Trekking through the mountains yields a familial closeness that’s hard to replicate back in “civilization.”
By Ashley Lodato
With clear skies forecast and eclipse pandemonium looming, many Methow Valley residents took to the mountains for the weekend. I got back late from my trip Sunday night and didn’t get permission to write about anyone else’s trips, but I know that a group went to Oval Lakes, another party did a significant run around McAlester Mountain, and others went into the Silent Lakes. Meanwhile, my family joined two other families for a backpacking trip into Wing Lake, with a side hike up Black Peak.
Those of us who go into the mountains go for many different reasons. Perhaps we, like Thoreau, wish to live deliberately and to front only the essential facts of life. But there’s more to it than that.
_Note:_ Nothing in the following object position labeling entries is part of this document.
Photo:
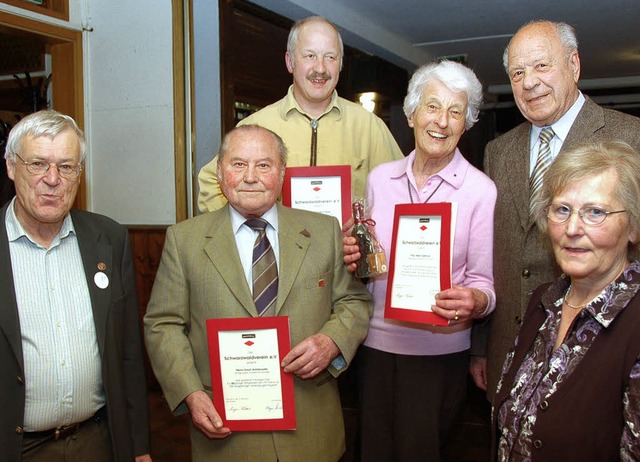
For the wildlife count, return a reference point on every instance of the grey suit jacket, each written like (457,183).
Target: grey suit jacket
(116,319)
(523,258)
(201,277)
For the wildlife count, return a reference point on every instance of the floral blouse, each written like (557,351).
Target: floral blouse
(544,369)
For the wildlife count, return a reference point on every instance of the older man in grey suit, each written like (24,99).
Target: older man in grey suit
(206,272)
(544,67)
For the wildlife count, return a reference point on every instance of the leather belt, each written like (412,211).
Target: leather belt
(66,430)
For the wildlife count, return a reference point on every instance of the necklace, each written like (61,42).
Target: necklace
(430,195)
(575,307)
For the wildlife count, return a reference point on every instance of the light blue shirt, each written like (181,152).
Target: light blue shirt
(246,237)
(62,366)
(560,129)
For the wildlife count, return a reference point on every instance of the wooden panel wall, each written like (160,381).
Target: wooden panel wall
(146,245)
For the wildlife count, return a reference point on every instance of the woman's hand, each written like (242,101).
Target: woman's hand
(460,304)
(350,246)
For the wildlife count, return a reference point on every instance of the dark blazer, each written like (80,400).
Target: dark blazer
(591,395)
(116,318)
(523,259)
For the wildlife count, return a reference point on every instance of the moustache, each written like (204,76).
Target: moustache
(319,76)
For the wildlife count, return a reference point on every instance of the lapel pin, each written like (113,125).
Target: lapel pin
(101,280)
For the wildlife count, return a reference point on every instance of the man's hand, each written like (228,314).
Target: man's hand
(204,415)
(478,370)
(351,252)
(311,356)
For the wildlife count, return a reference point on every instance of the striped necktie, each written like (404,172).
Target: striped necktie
(264,269)
(542,165)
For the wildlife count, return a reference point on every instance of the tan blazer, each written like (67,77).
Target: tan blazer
(523,258)
(201,277)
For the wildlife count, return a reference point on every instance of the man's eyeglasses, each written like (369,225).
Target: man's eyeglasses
(590,215)
(40,167)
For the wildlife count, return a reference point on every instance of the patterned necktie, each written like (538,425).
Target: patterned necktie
(542,165)
(264,269)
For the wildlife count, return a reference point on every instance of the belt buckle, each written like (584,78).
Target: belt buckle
(62,432)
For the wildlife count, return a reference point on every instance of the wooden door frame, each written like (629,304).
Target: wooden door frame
(65,46)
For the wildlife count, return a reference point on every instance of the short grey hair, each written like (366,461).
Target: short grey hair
(456,77)
(585,161)
(281,148)
(292,40)
(46,123)
(566,34)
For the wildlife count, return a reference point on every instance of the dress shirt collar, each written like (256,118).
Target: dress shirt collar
(237,220)
(15,230)
(291,104)
(453,173)
(562,126)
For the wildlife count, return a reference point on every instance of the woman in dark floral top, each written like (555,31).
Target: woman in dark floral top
(571,388)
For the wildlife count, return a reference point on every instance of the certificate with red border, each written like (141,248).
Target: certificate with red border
(421,250)
(251,392)
(325,189)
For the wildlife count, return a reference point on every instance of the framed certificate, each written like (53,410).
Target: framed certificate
(325,190)
(420,267)
(250,389)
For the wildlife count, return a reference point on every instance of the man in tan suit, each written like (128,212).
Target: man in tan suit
(544,67)
(205,272)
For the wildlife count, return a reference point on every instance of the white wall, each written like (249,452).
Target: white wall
(206,50)
(129,110)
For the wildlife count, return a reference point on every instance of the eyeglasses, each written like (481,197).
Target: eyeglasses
(40,167)
(560,213)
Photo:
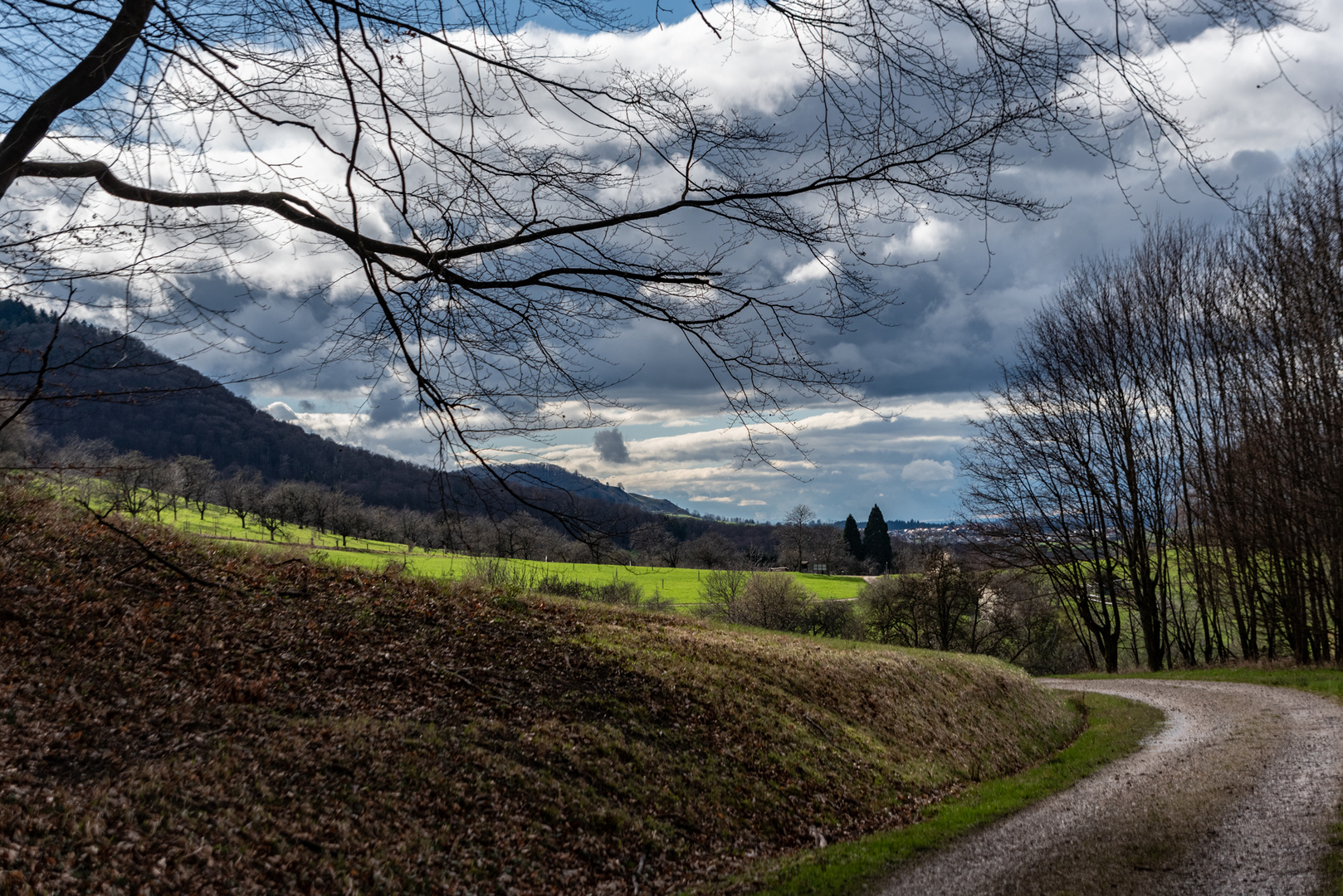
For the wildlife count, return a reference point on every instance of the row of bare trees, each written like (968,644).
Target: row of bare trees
(1167,450)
Mostly, I think, we go because we feel fed by the mountains and the lifestyle they afford us, however brief. We go to the mountains to experience awe — that intake of breath as you crest a pass and gaze out at a vast expanse of peaks, valleys, forests and glaciers. Rock and snow juxtaposed with blue sky; puffs of clouds reflected in alpine lakes. Everything seems to come into sharper focus in the backcountry.

One of the rewards for the hard work of backpacking is the wild creatures one encounters on the trail.
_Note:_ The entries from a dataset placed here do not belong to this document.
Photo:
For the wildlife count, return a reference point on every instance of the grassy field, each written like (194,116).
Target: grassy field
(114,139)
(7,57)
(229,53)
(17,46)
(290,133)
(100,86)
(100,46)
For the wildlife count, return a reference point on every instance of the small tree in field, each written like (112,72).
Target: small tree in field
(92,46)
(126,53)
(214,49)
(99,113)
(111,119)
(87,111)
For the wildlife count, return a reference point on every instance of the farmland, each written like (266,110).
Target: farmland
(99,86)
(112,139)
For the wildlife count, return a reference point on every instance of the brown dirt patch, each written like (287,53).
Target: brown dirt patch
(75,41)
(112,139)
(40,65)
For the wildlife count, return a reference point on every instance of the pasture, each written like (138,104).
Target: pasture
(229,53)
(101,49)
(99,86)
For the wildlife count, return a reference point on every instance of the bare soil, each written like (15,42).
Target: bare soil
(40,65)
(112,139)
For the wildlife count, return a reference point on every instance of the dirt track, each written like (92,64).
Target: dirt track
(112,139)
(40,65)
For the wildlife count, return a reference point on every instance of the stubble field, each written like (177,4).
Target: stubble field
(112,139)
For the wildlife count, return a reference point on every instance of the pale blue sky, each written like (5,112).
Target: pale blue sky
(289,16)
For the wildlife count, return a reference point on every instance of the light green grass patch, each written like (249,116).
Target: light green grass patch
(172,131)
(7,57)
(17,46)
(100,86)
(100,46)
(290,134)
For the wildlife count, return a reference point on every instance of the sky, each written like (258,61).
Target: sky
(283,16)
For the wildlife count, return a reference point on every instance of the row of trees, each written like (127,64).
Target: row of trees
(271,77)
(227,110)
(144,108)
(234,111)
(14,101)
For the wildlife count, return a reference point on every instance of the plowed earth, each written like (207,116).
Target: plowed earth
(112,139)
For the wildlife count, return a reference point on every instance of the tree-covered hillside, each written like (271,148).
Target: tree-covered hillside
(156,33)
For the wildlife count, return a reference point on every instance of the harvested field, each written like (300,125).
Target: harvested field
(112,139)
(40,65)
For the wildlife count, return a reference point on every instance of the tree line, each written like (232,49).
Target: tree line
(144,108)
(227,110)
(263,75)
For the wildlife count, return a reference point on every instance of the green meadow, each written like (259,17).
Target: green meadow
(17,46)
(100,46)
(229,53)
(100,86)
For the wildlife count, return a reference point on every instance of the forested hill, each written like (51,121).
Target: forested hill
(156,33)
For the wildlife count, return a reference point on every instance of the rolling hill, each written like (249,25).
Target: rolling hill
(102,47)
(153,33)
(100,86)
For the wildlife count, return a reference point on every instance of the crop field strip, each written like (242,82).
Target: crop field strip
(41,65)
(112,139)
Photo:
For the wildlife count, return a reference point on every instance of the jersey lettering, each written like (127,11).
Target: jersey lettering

We go to the mountains because we feel both significant and irrelevant in the midst of their grandeur. These places — a glacier-fed lake, flower-strewn meadow, a rocky peak black with lichen — fill us up. We soak up all they have to offer and go away feeling not just rejuvenated, but once again complete.
One of the things I love most about backpacking with other people is the way the experience breaks down barriers and nurtures intimacy. Our trip had six kids with a wide range of ages, and yet they mingled and fused as a unit seemingly effortlessly, with a comfort and camaraderie that was almost familial.
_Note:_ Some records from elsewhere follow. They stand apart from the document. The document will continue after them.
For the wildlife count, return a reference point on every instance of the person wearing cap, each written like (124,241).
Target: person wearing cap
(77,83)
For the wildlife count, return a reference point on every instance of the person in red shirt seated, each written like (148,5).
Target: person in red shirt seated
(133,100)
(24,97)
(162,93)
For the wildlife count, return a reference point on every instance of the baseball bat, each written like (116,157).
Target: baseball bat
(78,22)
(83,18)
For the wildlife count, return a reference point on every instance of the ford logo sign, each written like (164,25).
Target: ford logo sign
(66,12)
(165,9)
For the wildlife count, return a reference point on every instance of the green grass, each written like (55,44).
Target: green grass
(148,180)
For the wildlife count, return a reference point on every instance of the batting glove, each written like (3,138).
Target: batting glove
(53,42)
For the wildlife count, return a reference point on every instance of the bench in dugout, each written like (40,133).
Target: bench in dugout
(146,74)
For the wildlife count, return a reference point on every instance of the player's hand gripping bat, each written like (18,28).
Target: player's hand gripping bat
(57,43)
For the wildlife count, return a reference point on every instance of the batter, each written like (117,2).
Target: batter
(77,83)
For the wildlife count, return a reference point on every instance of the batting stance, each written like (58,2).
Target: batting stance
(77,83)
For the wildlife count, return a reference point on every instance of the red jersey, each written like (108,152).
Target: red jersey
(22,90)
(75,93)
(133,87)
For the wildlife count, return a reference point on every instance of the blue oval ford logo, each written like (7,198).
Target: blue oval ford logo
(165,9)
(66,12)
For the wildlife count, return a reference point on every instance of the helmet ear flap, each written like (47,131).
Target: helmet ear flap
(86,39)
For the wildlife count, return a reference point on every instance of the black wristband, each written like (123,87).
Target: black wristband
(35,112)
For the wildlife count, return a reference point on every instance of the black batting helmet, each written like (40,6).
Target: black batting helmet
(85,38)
As the western sky turned purple, the kids went into the tent to play cards while the adults walked to a rock outcrop in the fading light. We sat on a ledge, shoulder-to-shoulder and hip-to-hip for warmth, and watched individual stars and then whole constellations emerge. Conversation wandered from the trifling to the weighty as we appreciated the immensity of the sky and our own good fortune to be in that particular place at that particular moment in time.
Once you’ve shared a trip into the mountains with friends, you develop a closeness that is hard to cultivate back at home. We are, I think, most like our true selves when we are in the mountains. Removed from the distractions of daily life in places that invite such confidences, we slowly reveal bits of ourselves, and in doing so we come to know even better the people who are already special to us.